Partnerschaft und Verbindung mit einem brei-ten Netzwerk von Unterstützung
In der Praxis ist es oft schwierig, Unterstützungsansätze im Bereich Arbeits- und Beschäftigungsbedingungen und den Wohn- oder Lebensbedingungen der mobilen Arbeitskräfte voneinander zu trennen, denn in der Praxis überschneiden sich diese Bereiche. Die Situation mobiler Arbeitsmigrant_innen, die unter der Flagge der Arbeitnehmerfreizügigkeit oder durch die Entsendung von Arbeitnehmenden angeworben werden, ist ganz anders als die eines heimischen Arbeitnehmenden, der sich entscheidet, für eine Zeitarbeitsfirma zu arbeiten. Die immer wieder auftretenden Missbrauchsfälle verdeutlichen: entscheidend sind die Arbeits-, Wohn- und Lebensbedingungen als Gesamtes. Um mobile Beschäftigte zu unterstützen, müssen Gewerkschaften daher oft in Partnerschaften mit NROs, nationalen zuständigen Behörden und Rechtsberatung treten. Aber auch Kontakte zur „Peer“-Gruppe und Selbstorganisationen sind relevant, um die mobilen Beschäftigten unterstützen zu können.
Stabile Finanzierung und Möglichkeiten für „flexible“ Reaktionen
Strukturelles Handeln setzt die notwendigen personellen und sonstigen Ressourcen voraus. Das Vorhandensein eines dauerhaften Segments „vorübergehender“ mobiler Arbeitsmigrant_innen auf dem Arbeitsmarkt erfordert daher auch eine dauerhafte Finanzierung mit strukturellen Mitteln, die die Einrichtung stabiler Unterstützungseinrichtungen gewährleisten, die für ein kontinuierliches Handeln erforderlich sind.
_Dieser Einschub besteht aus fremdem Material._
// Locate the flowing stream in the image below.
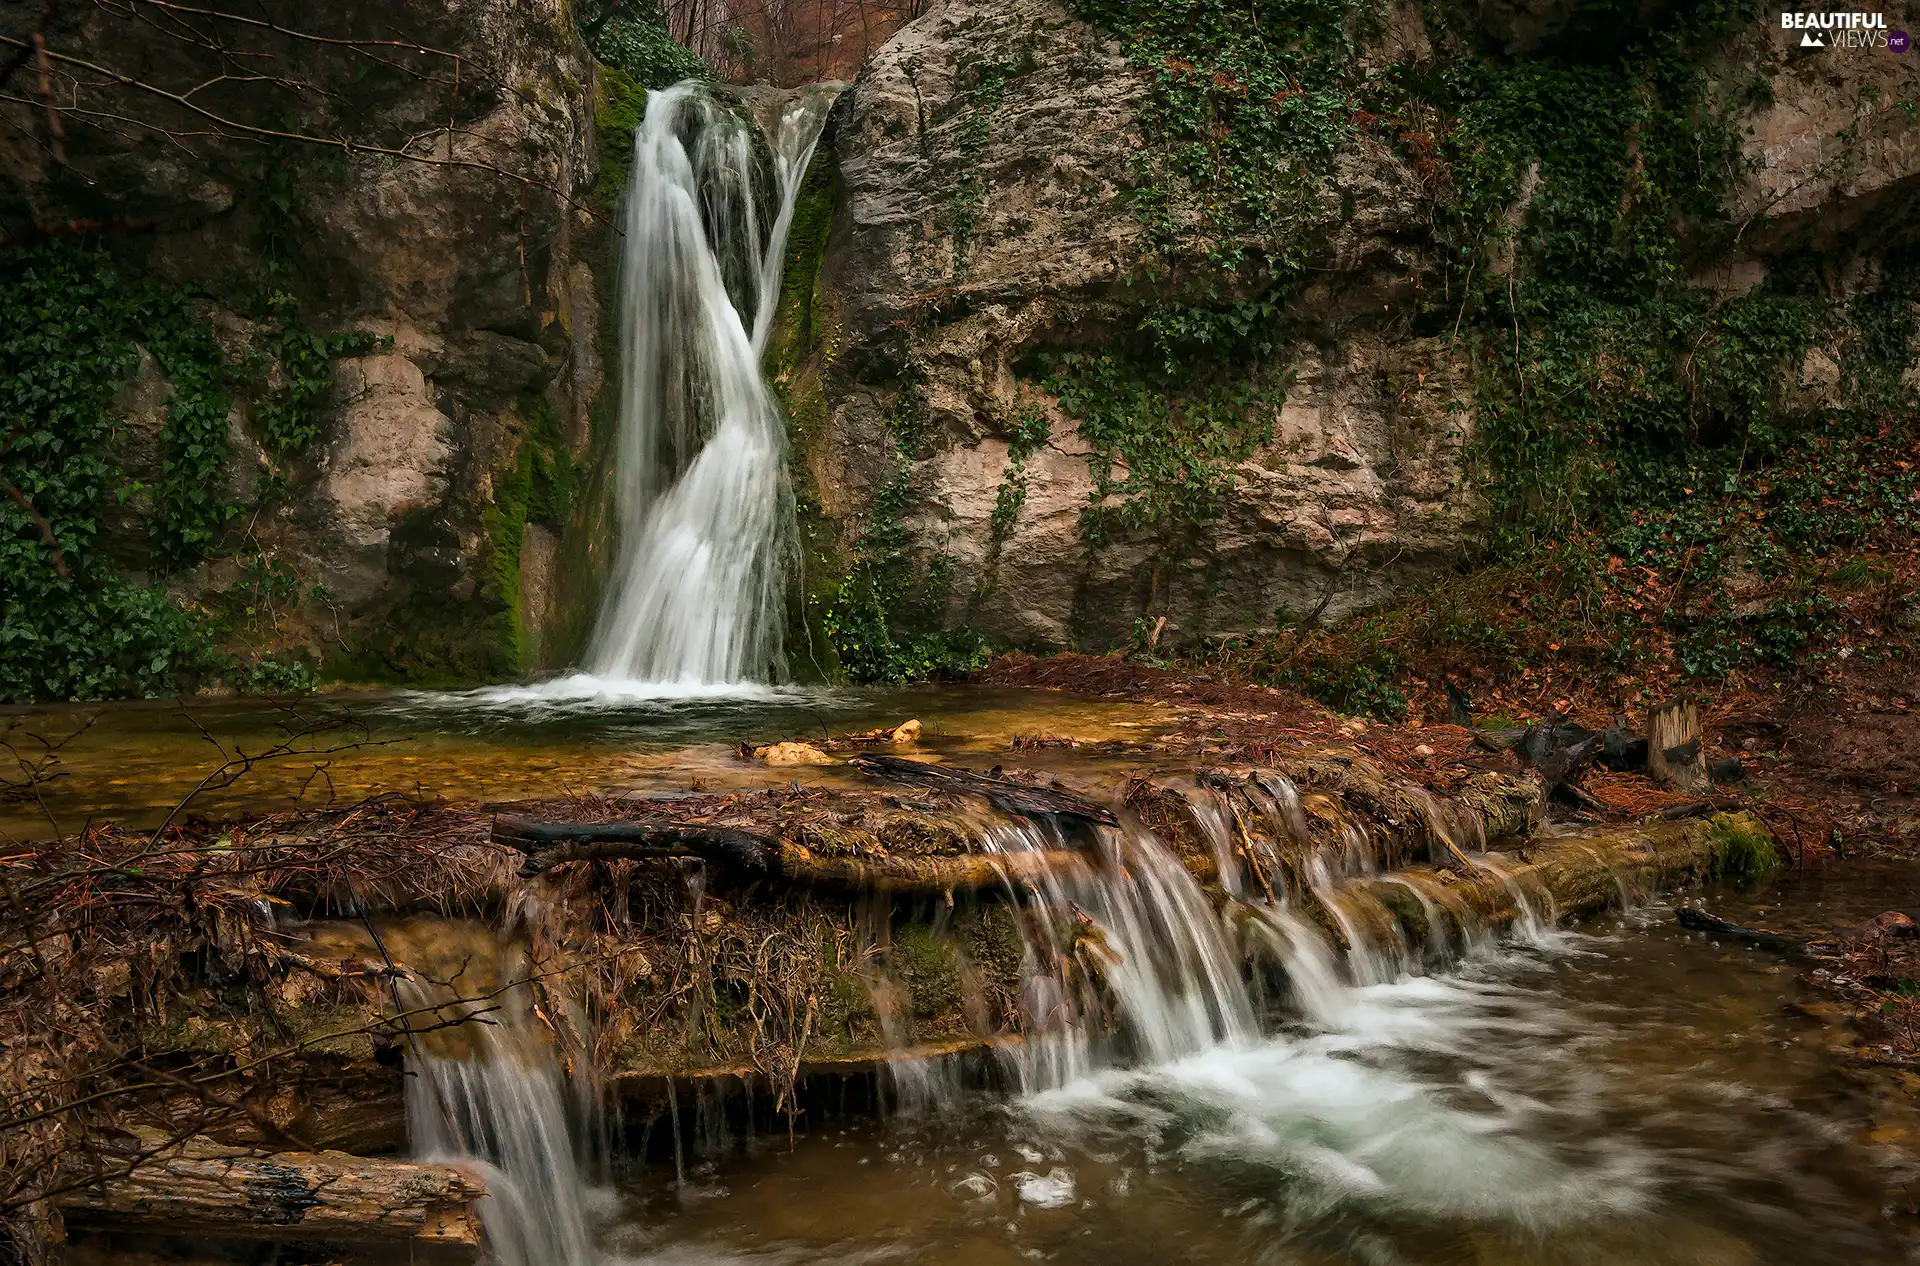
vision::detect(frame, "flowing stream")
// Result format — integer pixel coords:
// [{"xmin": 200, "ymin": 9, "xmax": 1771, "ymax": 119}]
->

Diese Stabilität schafft auch die Möglichkeit, ad-hoc Mittel für flexible Reaktionen zu beantragen, um etwa mit thematischen Kampagnen zu reagieren. Befristete Initiativen auf Projektbasis haben dagegen nicht die Kapazität, angemessen zu reagieren. Dies ist nur mit einem Minimum an bestehender Arbeitsorganisation machbar.
Ein transnationaler Ansatz
In den meisten untersuchten Beispielen zeigte sich die Relevanz gemeinsamer transnationaler Aktivitäten. Diese gemeinsamen Aktionen schaffen gegenseitiges Vertrauen, ein größeres Bewusstsein für die Schwierigkeiten, mit denen die Partner konfrontiert sind, und einen besseren Überblick über die Auswirkungen sowohl für das Entsende- als auch für das Aufnahmeland. Zudem fördern sie ein besseres Verständnis der Unterschiede in den Traditionen und Kulturen der Arbeitsbeziehungen. Die transnationale Zusammenarbeit bei der Förderung und Verteidigung der auf Rechten basierenden Arbeitskräftemobilität ist der Weg, um den Mehrwert der Freizügigkeit zu demonstrieren.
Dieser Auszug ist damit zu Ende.